Ever fancied running Windows software on an Android device? If Wine creator Alexandre Julliard has his way, that might soon be possible. During a talk this weekend in Brussels, Julliard demoed a version of the compatibility layer operating inside Android. The guys at Phoronix were on the scene:
After working through some initial issues in his demo, Julliard quietly showed off Wine running on Android. However, the performance was horrendously slow. The performance problems though were attributed to running the Android environment emulated rather than showing off the Wine implementation from a bare metal device.

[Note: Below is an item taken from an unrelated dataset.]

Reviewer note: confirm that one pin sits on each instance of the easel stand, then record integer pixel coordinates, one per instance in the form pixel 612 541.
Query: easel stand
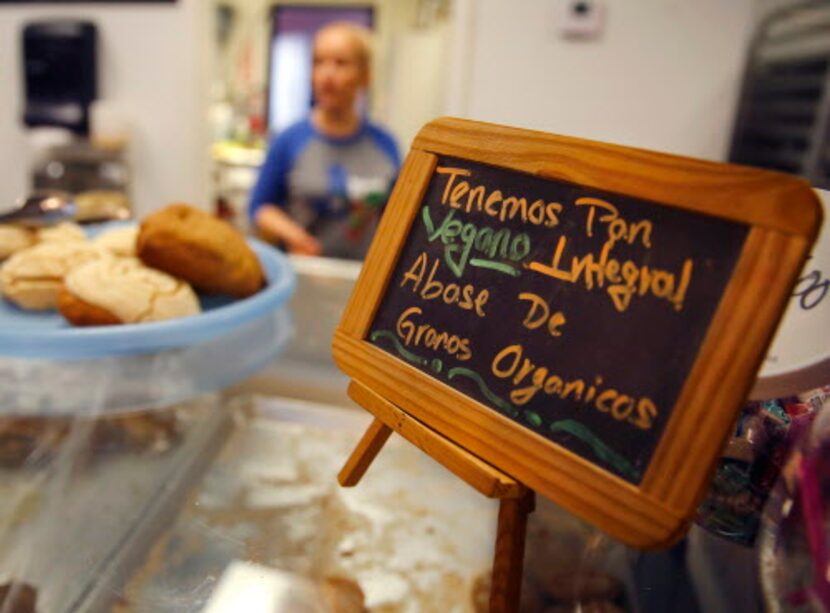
pixel 516 501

(For non-Linux-geeks out there, Wine is a compatibility layer that allows Windows applications to run inside Linux. Android has Linux underpinnings, so it's not hard to imagine how this might all work.)

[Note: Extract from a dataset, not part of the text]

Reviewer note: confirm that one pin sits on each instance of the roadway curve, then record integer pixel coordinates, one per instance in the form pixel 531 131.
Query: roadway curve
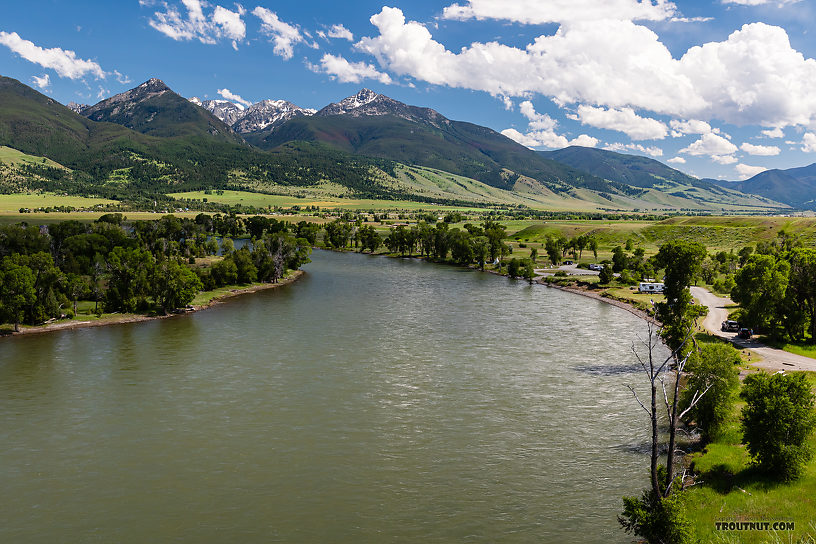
pixel 772 359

I'm not surprised the demo was sluggish. I've been using Google's Android emulator for a little web development project (more on that soon), and it is indeed painfully slow, even on my quad-core desktop PC. I can't imagine doing something as intensive as running a Windows app over a custom compatibility layer in that environment.

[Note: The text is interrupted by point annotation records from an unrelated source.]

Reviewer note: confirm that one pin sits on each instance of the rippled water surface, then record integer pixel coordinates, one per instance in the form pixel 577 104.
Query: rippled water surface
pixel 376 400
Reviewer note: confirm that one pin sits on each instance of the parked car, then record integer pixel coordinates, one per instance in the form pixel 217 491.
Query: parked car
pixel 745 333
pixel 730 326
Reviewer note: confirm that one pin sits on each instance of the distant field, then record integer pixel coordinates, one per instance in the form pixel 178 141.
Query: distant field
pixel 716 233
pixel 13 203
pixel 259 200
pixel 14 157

Hopefully, Wine will run better natively on real Android hardware. Not all devices may support it to begin with, however. Phoronix says an ARM version of Wine "is coming," but CodeWeavers, Julliard's employer, is reportedly "quite interested and hopeful for the success of Intel x86 Atom CPUs for tablets." I get the sense that initial development is focused on x86 hardware, which is still relatively rare in the Android world.